The path to Brookings Hall. (Photo by Grace Bruton | Student Life)
Washington University plans to hold most classes in-person in the fall, increase housing density and possibly require students, faculty and staff to be vaccinated for the start of the next semester, Chancellor Andrew Martin and Provost Beverly Wendland announced in an email Wednesday afternoon.
Lecture components of the University’s largest courses will likely remain online and social distancing guidelines will likely remain in place, but students will be allowed to live in modern doubles, a change from this year’s single-occupancy limit. Students in traditional housing will live in singles, and the University has not yet decided whether it will continue requiring regular COVID-19 surveillance testing, though the administrators indicated that the University will still offer diagnostic testing for symptomatic community members.
“Overall, we are cautiously optimistic that fall will feel a lot more ‘normal’ than what we have experienced during the current academic year,” Martin and Wendland wrote.
Student Union President Ranen Miao is looking forward to this return to more normalcy. “I think everyone is excited,” he said. “I’m excited to be able to sit with people, and eat food together. and not die…I think most importantly, it’s just forming memories that we were denied.”
The University will update course listings before registration begins in mid-April, but students might not know of some class modalities until as late as June. While the University will provide some online learning accommodations to those with “extraordinary personal circumstances,” Martin and Wendland wrote that “our goal is for most learning to take place in the classroom.”
A student moves out of University housing in March 2020 following the announcement that dorms would close and classes were to be shifted online after spring break.
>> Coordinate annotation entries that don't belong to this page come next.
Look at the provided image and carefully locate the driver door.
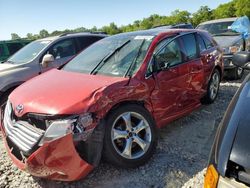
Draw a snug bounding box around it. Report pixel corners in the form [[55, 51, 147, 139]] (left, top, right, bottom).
[[151, 38, 189, 125]]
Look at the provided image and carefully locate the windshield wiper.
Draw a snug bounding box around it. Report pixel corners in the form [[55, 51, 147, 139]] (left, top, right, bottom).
[[212, 32, 240, 37], [90, 40, 130, 74]]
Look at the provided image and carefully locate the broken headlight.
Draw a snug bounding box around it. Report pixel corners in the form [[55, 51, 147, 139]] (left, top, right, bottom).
[[39, 113, 94, 146]]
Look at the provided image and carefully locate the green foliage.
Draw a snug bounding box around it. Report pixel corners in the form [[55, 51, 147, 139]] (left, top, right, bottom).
[[213, 1, 236, 19], [11, 0, 250, 40], [191, 6, 213, 26], [235, 0, 250, 18]]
The plans align with what many other major colleges and universities have announced for the fall. The University of Chicago announced Monday that it was planning “for a full resumption of activities on campus” by the start of its academic year in September, while Emory University is planning to have 70% of its classes in person.
While the University highly recommends that students, faculty and staff get the vaccine, it is not required under the current plan.
“I think we should institute what Rutgers instituted, which is a mandatory COVID vaccine [for students], unless COVID vaccines are not widely available by the summer,” Miao said, adding that students with medical or religious exemptions should not be required to be vaccinated.
“The events that students are expecting: being able to sit inside of dorms and talk to one another, being able to go to parties, I mean, none of these things will be possible if we do not mandate vaccinations,” Miao said. “It’s important for the university and for the community to do everything possible to get us back on track.”
“I have a lot of faith in the students here so I believe that we will be able to have a safe reopening,” he said.
Editor’s note: This story was updated Wednesday night to include comments from Student Union President Ranen Miao. News editor Julia Robbins contributed reporting.